23a. On the lower radiator hose, take the new fan switch. There will be an O-ring in the box with it. Lubricate it up and put it on the fan switch. Put it in the place for it on the new lower radiator hose. Install the hose and reattach the plug to the fan switch. 

24. Once you've got all of the new parts installed, flush the system out again with distilled water. Pour it into the expansion tank and let it drain out. 

25. Don't forget to close back up the drain plugs. Go back under the car and install the engine drain plug. Torque this to 25 Nm if you can get a torque wrench to it. Install the new radiator drain plug. Retighten the explansion tank drain plug. Not super tight at all, just until you can't turn them anymore with out forcing them. 

26. Once you've got those all attached, reinstall all the other junk; cabin air filter housing, air intake parts including MAF sensor, fan (remember to plug in the two plugs again.) 

After all this stuff is reinstalled, start the coolant fill and bleed process. 
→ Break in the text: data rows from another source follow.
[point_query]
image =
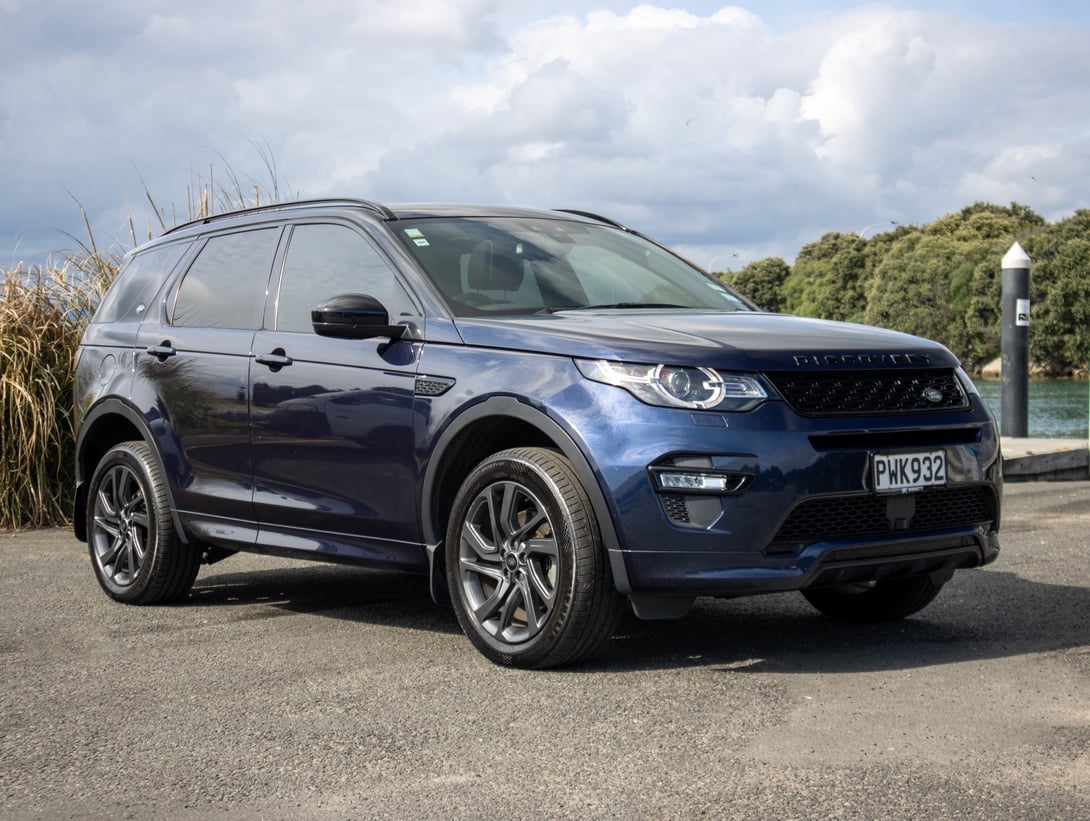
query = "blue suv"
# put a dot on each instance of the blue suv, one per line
(547, 413)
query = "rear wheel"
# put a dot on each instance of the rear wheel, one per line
(528, 576)
(134, 548)
(877, 601)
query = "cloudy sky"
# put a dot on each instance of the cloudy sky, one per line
(730, 132)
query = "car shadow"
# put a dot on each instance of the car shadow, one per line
(979, 615)
(983, 614)
(335, 591)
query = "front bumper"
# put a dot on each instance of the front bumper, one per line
(806, 514)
  1. Mix 50/50 OEM coolant with distilled water (1 Gal + 1 Gal) 2 gallons in total. 
  2. Set ignition to ON (engine off) position, set the heater fan to lowest speed and temp setting to max (91 degrees) this will open the heater valve for proper bleeding.
  3. Slowly pour mixed coolant inside expansion tank until bubble free fluid emerges from bleed plug.
  4. Screw bleed valve in place
  5. Start engine and allow it to operate until warm (thermostat opens)
  6. Watch for any leaks and also watch the temp gauge. If it goes beyond middle, turn engine off and check for air pockets and re-bleed system. 
**Extra Notes via dukedkt442 :

When torquing the waterpump nuts back down on it's studs, the threads of one of the nuts may break off the nut at only 50 in-lbs. of torque. I had to run up to the hardware store and grab 4 M6 nuts and washers, so that I could replace all four. Total cost: $2.61. I would recommend picking those up before hand, so that if you need them, you'll have them, and not having your work stop because the hardware store is closed/inaccessible.
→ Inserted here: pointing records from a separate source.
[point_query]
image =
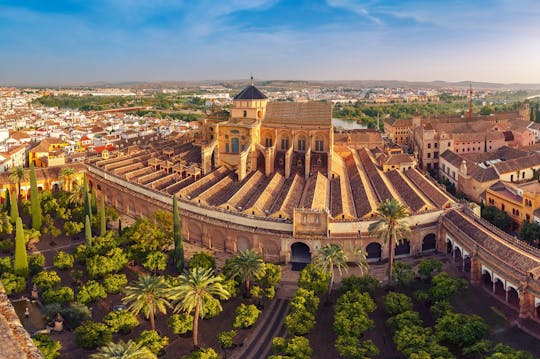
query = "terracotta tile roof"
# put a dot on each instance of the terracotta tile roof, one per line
(518, 163)
(399, 122)
(399, 158)
(482, 174)
(295, 112)
(250, 93)
(505, 251)
(453, 158)
(411, 198)
(434, 194)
-Break loose the 4 bolts that hold on the waterpump pulley BEFORE removing the belt. The belt will hold the pulley for you. Re-installation is the reverse; get the belt on before torquing them down (89 in-lbs).

-Removing the waterpump would be ridiculously difficult and risk major damage to the aluminum block without the use of the M6 6mm bolts. Use them!

-Don't even waste your time trying to remove the expansion tank from its bracket inside the car; take the 2 tor-x screwed out from the bracket, and remove the whole thing. Once out of the car, the tank easily pops right off. Put it on the bracket outside of the car, and slide it back in, replacing the 2 tor-x screws. Total time: 15-20 minutes. Just remember to disconnect the water hose and level sensor wire from the bottom of the old tank before attempting to remove it with the bracket attached.

-You don't have to worry about draining the block; I didn't replace the radiator, but even if I did, I wouldn't have had to drain the block of coolant. Drain the radiator and expansion tank. I cracked those two drain valves, then removed/replaced the waterpump and thermostat while they were draining. Also remember: if you don't drain the block, you won't be draining 2 gallons of coolant out, which means you won't be putting 2 gallons of coolant back in. I had a "DUH" moment when wondering why I had a 1/2 gallon of coolant mix leftover.

-Do yourself a favor and order the bleeder screw; the BMW part is $3.xx, with other brands being less than half that. Mine snapped in half and required some delicate surgery to extract AFTER I had the system refilled and the engine running, so the car is O.O.S. until the new one comes in. Because I ordered it separately (today, after breaking the old one) I had to pay $11 shipping for a $1.47 part. Save the money, and include it in the order and not pay the extra shipping.